For years, women have fought this erosion of their identities and thus it is important to them that their names, their ethnicity are acknowledged and specified, especially when they are being introduced. In that context, it seems like Sharma took a massive misstep by telling Andrea that it was too much of a trouble for him to take her name properly and he would rather go with "beautiful". And mind you, this happened when he was talking about a film that addressed these very issues.
While women from the said states have it worse, such erasure of identity is not uncommon. Many women from all walks of life and different regions of the country can tell stories of how their identities were reduced to being "beautiful women". When it happens at work, it keeps colleagues and employees from taking a woman seriously and attributing all her success and achievements to her looks. Outside of work, it blinds the world to whatever qualities a woman might have.

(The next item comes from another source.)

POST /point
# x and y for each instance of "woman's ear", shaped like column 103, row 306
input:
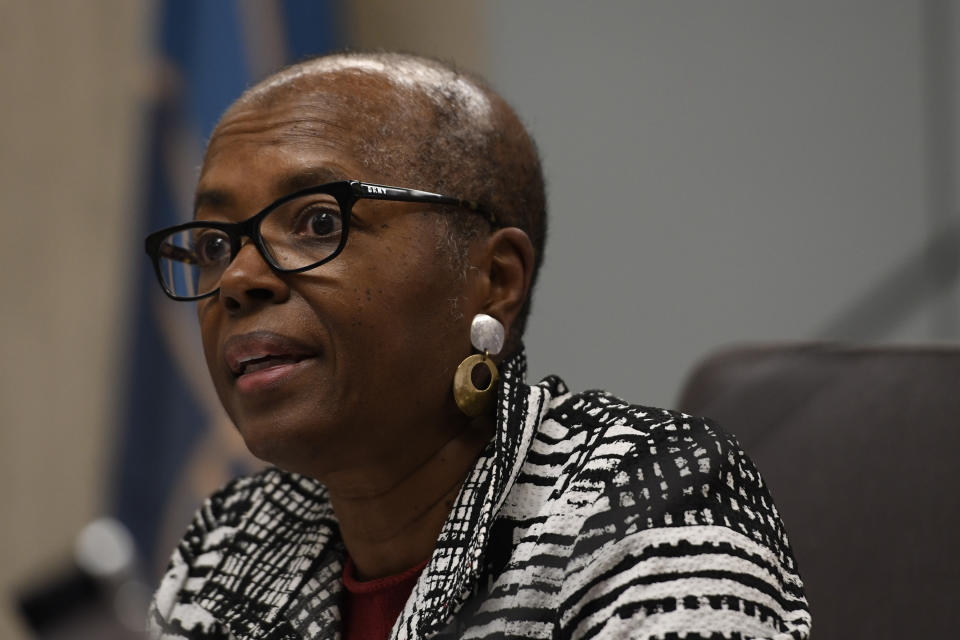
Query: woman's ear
column 509, row 266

So, telling a woman that she is beautiful is not as nice a compliment as many might make it out to be, in fact, as in Kevichusa's case, it is outright insulting. So how do we change that? Firstly, stop calling strangers beautiful, ask their name and use it. Secondly, we need to stop laughing at "harmless" jokes that try to shrink women's identities. Like Kevichusa, you can politely shut down a person who thinks it is funny to flirt and objectify a woman in the same breath. One hopes that the popular comedian will take some notes from this encounter and think twice before replacing a woman's name with "beautiful".
Views expressed are the author's own.